I’ve also read about some boundary screw cases like drift in time resolution 
between servers creating the opportunity for stale data, and repairs I think 
would fix that. I haven’t tested the scenario though, so I’m not sure how real 
the situation is.

Bottom line though, minus repairs, I think having all the nodes is getting you 
all your chances to repair the problems.  And if the data is mutating as you 
are grabbing it, the entire frontier of changes is ‘minus repairs’.  Since 
tokens are distributed somewhat randomly, you don’t know where you need to make 
up the differences after.

That’s about as far as my navel gazing goes on that.

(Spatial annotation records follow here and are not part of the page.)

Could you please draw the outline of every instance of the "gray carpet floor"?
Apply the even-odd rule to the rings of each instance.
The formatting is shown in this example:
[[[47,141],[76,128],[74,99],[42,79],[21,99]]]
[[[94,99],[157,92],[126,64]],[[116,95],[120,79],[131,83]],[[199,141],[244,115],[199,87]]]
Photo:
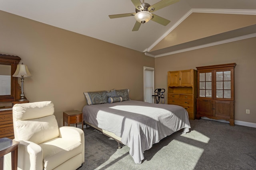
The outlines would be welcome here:
[[[256,170],[256,128],[201,119],[186,134],[176,132],[144,152],[136,164],[129,148],[84,129],[85,162],[78,170]]]

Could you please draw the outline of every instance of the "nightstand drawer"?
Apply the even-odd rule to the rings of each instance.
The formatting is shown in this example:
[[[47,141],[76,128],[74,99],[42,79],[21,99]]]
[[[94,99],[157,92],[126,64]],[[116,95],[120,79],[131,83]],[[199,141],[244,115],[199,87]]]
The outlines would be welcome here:
[[[193,106],[193,101],[186,100],[180,100],[178,102],[179,105],[186,106]]]
[[[178,99],[179,95],[176,94],[168,94],[168,99]]]
[[[0,125],[0,138],[14,136],[13,124]]]
[[[78,123],[82,122],[82,114],[80,114],[79,115],[76,115],[74,116],[70,116],[70,124],[77,123]]]
[[[193,95],[180,94],[180,99],[192,100],[192,99],[193,99]]]
[[[0,112],[0,125],[12,123],[12,111]]]
[[[180,106],[184,107],[188,112],[193,112],[194,111],[193,106],[180,105]]]

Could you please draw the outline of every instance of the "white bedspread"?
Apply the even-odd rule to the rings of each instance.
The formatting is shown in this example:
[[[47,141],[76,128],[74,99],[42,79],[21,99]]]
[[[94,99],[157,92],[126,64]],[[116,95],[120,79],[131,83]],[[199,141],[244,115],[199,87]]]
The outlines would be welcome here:
[[[83,112],[85,121],[121,137],[136,164],[141,163],[144,151],[154,143],[190,128],[186,110],[176,105],[128,100],[86,105]]]

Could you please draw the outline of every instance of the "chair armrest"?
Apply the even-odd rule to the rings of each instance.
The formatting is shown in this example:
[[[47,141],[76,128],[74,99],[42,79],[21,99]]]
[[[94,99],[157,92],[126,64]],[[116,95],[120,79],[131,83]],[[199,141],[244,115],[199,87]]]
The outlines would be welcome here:
[[[84,143],[84,133],[81,129],[71,126],[63,126],[59,128],[59,130],[60,137]]]
[[[18,169],[42,170],[43,152],[41,147],[30,141],[18,141]],[[11,169],[11,154],[4,158],[4,169]]]
[[[77,140],[82,143],[82,163],[84,162],[84,133],[81,129],[71,126],[63,126],[59,128],[60,137],[66,139]]]

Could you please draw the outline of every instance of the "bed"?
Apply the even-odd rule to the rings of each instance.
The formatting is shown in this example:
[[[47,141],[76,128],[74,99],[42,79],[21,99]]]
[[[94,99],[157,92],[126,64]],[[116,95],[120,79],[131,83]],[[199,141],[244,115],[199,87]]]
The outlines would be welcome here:
[[[141,163],[144,151],[154,143],[182,129],[186,133],[190,128],[186,110],[176,105],[128,100],[87,105],[82,112],[86,124],[129,147],[136,164]]]

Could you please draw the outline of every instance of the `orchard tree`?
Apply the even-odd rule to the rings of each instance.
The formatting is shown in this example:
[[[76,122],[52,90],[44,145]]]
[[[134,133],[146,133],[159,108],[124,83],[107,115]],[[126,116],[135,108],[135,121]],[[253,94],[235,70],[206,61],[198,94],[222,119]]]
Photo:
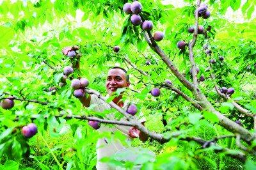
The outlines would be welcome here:
[[[149,139],[132,146],[157,155],[104,160],[116,167],[256,168],[256,4],[185,1],[2,2],[1,167],[93,169],[107,124],[136,127]],[[245,21],[228,22],[227,9]],[[114,66],[131,86],[105,97]],[[112,102],[121,93],[127,110]],[[111,109],[83,107],[88,94]]]

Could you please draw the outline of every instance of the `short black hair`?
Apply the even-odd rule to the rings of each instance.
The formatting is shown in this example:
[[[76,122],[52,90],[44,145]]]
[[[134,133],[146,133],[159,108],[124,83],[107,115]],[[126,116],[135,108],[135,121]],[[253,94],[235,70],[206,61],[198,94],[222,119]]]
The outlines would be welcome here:
[[[111,70],[111,69],[115,69],[115,68],[119,68],[119,69],[121,69],[122,70],[123,70],[123,71],[125,73],[125,79],[126,79],[126,81],[127,81],[127,82],[129,81],[129,80],[130,80],[130,77],[129,77],[129,75],[127,74],[127,71],[126,71],[125,69],[124,69],[124,68],[122,68],[122,67],[116,66],[113,66],[113,67],[109,69],[109,70]]]

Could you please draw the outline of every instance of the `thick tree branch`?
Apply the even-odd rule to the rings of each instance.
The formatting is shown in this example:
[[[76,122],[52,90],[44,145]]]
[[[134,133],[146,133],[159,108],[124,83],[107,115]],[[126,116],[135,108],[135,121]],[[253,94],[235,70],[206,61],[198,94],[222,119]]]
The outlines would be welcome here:
[[[41,101],[38,101],[38,100],[36,100],[26,99],[26,98],[24,98],[24,97],[22,97],[23,98],[17,98],[16,97],[13,97],[13,95],[12,95],[9,93],[4,92],[3,93],[5,94],[5,95],[10,95],[11,97],[3,97],[3,98],[1,98],[1,99],[9,98],[9,99],[12,99],[12,100],[20,100],[20,101],[28,102],[37,103],[37,104],[42,104],[42,105],[47,105],[47,104],[49,104],[48,102],[41,102]]]
[[[248,111],[248,110],[247,110],[247,109],[243,108],[243,107],[241,107],[240,105],[239,105],[238,104],[237,104],[237,103],[236,103],[235,101],[234,101],[234,100],[232,99],[229,96],[226,95],[225,94],[222,93],[220,91],[220,88],[218,87],[217,82],[216,82],[216,81],[215,76],[214,76],[214,75],[213,73],[212,73],[212,71],[211,65],[209,66],[209,68],[210,68],[211,77],[212,77],[212,80],[213,80],[213,82],[214,82],[214,83],[215,89],[216,89],[216,91],[217,91],[217,93],[218,93],[223,98],[224,98],[225,100],[230,101],[231,103],[233,104],[233,105],[234,105],[240,112],[241,112],[241,113],[243,113],[243,114],[245,114],[245,115],[246,115],[246,116],[248,116],[252,117],[252,118],[253,118],[254,116],[255,116],[255,115],[254,114],[252,114],[250,111]]]

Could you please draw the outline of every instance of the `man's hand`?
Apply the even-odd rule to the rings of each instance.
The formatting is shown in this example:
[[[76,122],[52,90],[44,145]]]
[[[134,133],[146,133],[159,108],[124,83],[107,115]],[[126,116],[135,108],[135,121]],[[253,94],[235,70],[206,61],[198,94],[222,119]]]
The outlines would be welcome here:
[[[132,138],[138,138],[140,137],[140,131],[134,127],[131,127],[129,130],[129,136]]]

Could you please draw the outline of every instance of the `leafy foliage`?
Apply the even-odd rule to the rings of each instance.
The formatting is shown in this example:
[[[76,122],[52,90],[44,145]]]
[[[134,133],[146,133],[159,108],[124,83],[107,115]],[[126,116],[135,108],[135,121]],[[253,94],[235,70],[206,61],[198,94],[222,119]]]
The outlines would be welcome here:
[[[108,69],[120,65],[128,70],[133,91],[127,89],[124,97],[136,102],[147,120],[145,126],[149,130],[166,135],[179,130],[184,135],[205,140],[230,134],[217,124],[218,120],[214,114],[200,112],[176,93],[161,88],[161,95],[157,98],[149,94],[152,88],[168,79],[188,97],[194,98],[149,49],[144,32],[131,24],[130,16],[124,15],[122,6],[127,1],[4,1],[0,6],[0,98],[8,97],[8,93],[19,98],[47,102],[42,105],[15,100],[12,109],[0,108],[1,169],[95,168],[97,140],[102,136],[110,137],[110,134],[99,134],[86,121],[66,120],[55,116],[62,113],[102,118],[116,111],[99,113],[93,111],[93,106],[84,109],[72,95],[69,79],[63,87],[59,86],[63,68],[71,64],[61,53],[62,48],[68,45],[79,45],[82,54],[81,72],[76,70],[69,77],[86,77],[90,88],[104,95],[106,95],[104,82]],[[144,19],[152,20],[153,32],[164,33],[164,40],[158,45],[179,70],[192,81],[188,53],[180,52],[176,44],[180,40],[188,42],[193,38],[187,29],[194,24],[195,1],[185,1],[188,5],[180,8],[163,5],[160,1],[141,1],[141,15]],[[240,114],[230,101],[224,102],[216,93],[209,60],[216,61],[211,71],[218,85],[234,87],[236,93],[232,98],[255,113],[256,22],[252,17],[255,4],[253,1],[246,1],[242,5],[241,1],[211,0],[209,8],[212,17],[200,20],[200,24],[211,29],[198,36],[194,48],[195,62],[200,68],[198,76],[204,75],[206,78],[200,87],[210,103],[232,121],[239,120],[252,132],[254,132],[253,119]],[[248,21],[236,24],[227,20],[223,16],[228,8],[234,11],[241,9]],[[205,44],[212,51],[211,56],[203,49]],[[121,47],[117,54],[112,50],[116,45]],[[219,56],[223,56],[224,61],[220,61]],[[125,56],[149,77],[130,66],[124,60]],[[147,60],[151,65],[146,65]],[[57,87],[56,91],[49,91],[52,86]],[[26,139],[21,135],[21,128],[31,121],[38,125],[39,133]],[[255,169],[255,157],[252,154],[247,154],[248,160],[244,164],[228,157],[228,153],[215,153],[214,146],[204,149],[195,142],[182,141],[182,137],[165,144],[134,140],[131,145],[148,148],[157,155],[154,162],[145,155],[140,158],[143,160],[143,169]],[[123,137],[116,134],[115,137]],[[218,143],[237,151],[239,148],[235,141],[234,138],[221,139]],[[134,166],[134,162],[122,164],[111,158],[105,161],[125,168]]]

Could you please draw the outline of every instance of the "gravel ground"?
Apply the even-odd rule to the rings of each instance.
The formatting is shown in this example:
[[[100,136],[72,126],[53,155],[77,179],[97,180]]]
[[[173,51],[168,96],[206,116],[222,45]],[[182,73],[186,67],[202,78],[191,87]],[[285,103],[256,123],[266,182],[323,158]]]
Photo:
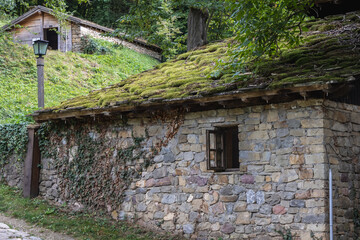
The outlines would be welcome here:
[[[74,240],[64,234],[55,233],[23,220],[0,214],[0,240]]]

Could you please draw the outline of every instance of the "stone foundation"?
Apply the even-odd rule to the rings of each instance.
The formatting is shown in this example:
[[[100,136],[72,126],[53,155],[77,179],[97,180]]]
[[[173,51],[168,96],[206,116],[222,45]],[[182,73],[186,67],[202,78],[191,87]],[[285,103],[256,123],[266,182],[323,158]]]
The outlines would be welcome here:
[[[118,220],[133,220],[192,239],[328,239],[329,162],[334,175],[335,239],[357,239],[360,108],[323,100],[185,113],[178,131],[171,121],[128,115],[127,123],[84,123],[91,138],[103,136],[115,161],[121,149],[144,137],[152,163],[131,179],[122,202],[107,207]],[[72,129],[70,123],[64,129]],[[99,124],[106,132],[98,132]],[[240,168],[213,172],[206,165],[206,130],[237,125]],[[71,139],[52,138],[69,163],[78,154]],[[165,144],[166,143],[166,144]],[[111,153],[111,152],[110,152]],[[41,195],[63,202],[60,159],[43,159]],[[119,163],[139,169],[144,159]],[[70,199],[76,203],[76,199]],[[78,203],[77,206],[81,206]]]
[[[115,38],[115,37],[106,37],[106,36],[102,36],[101,32],[98,32],[96,30],[84,27],[84,26],[80,26],[78,24],[71,24],[71,33],[72,33],[72,47],[73,47],[73,51],[74,52],[81,52],[82,51],[82,46],[81,46],[81,37],[83,36],[91,36],[93,38],[97,38],[97,39],[102,39],[102,40],[106,40],[115,44],[119,44],[119,45],[123,45],[129,49],[132,49],[138,53],[142,53],[142,54],[146,54],[149,55],[153,58],[156,58],[158,60],[161,60],[161,54],[152,51],[150,49],[147,49],[146,47],[128,42],[128,41],[123,41],[119,38]]]

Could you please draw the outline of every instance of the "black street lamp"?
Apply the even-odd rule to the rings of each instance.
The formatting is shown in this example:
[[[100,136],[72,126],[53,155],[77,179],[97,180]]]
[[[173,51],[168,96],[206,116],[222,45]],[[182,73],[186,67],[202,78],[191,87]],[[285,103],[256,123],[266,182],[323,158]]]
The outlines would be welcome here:
[[[38,74],[38,107],[44,108],[44,58],[46,55],[48,41],[35,40],[33,42],[34,53],[38,55],[36,65]]]

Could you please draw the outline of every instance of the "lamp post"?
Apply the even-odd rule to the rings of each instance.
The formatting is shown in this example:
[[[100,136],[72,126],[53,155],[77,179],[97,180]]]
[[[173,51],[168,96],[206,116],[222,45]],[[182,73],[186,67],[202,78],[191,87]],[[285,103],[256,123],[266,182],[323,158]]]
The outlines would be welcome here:
[[[35,40],[33,42],[34,53],[38,55],[36,60],[37,75],[38,75],[38,107],[44,108],[44,58],[46,55],[48,41]]]

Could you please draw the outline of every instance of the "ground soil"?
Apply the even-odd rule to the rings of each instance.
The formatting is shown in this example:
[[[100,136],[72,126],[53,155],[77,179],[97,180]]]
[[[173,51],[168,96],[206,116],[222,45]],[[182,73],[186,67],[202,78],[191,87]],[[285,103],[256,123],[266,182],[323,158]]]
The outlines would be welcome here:
[[[74,238],[66,236],[64,234],[52,232],[48,229],[28,224],[24,220],[7,217],[2,214],[0,214],[0,223],[5,223],[10,228],[27,232],[43,240],[74,240]]]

From: manish khandelwal <manishkhandelwa...@gmail.com>
Reply-To: "user@cassandra.apache.org" <user@cassandra.apache.org>
Date: Friday, February 7, 2020 at 12:22 AM
To: "user@cassandra.apache.org" <user@cassandra.apache.org>
Subject: Re: sstableloader: How much does it actually need?

Message from External Sender
Yes you will have all the data in two nodes provided there is no mutation drop 
at node level or data is repaired

For example if you data A,B,C and D. with RF=3 and 4 nodes (node1, node2, node3 
and node4)

Data A is in node1, node2 and node3
Data B is in node2, node3, and node4
Data C is in node3, node4 and node1
Data D is in node4, node1 and node2

With this configuration, any two nodes combined will give all the data.


Regards
Manish

On Fri, Feb 7, 2020 at 12:53 AM Voytek Jarnot 
<voytek.jar...@gmail.com<mailto:voytek.jar...@gmail.com>> wrote:
Been thinking about it, and I can't really see how with 4 nodes and RF=3, any 2 
nodes would *not* have all the data; but am more than willing to learn.

On the other thing: that's an attractive option, but in our case, the target 
cluster will likely come into use before the source-cluster data is available 
to load. Seemed to me the safest approach was sstableloader.

Thanks

On Wed, Feb 5, 2020 at 6:56 PM Erick Ramirez 
<flightc...@gmail.com<mailto:flightc...@gmail.com>> wrote:
Unfortunately, there isn't a guarantee that 2 nodes alone will have the full 
copy of data. I'd rather not say "it depends". 😁

TIP: If the nodes in the target cluster have identical tokens allocated, you 
can just do a straight copy of the sstables node-for-node then do nodetool 
refresh. If the target cluster is already built and you can't assign the same 
tokens then sstableloader is your only option. Cheers!

P.S. No need to apologise for asking questions. That's what we're all here for.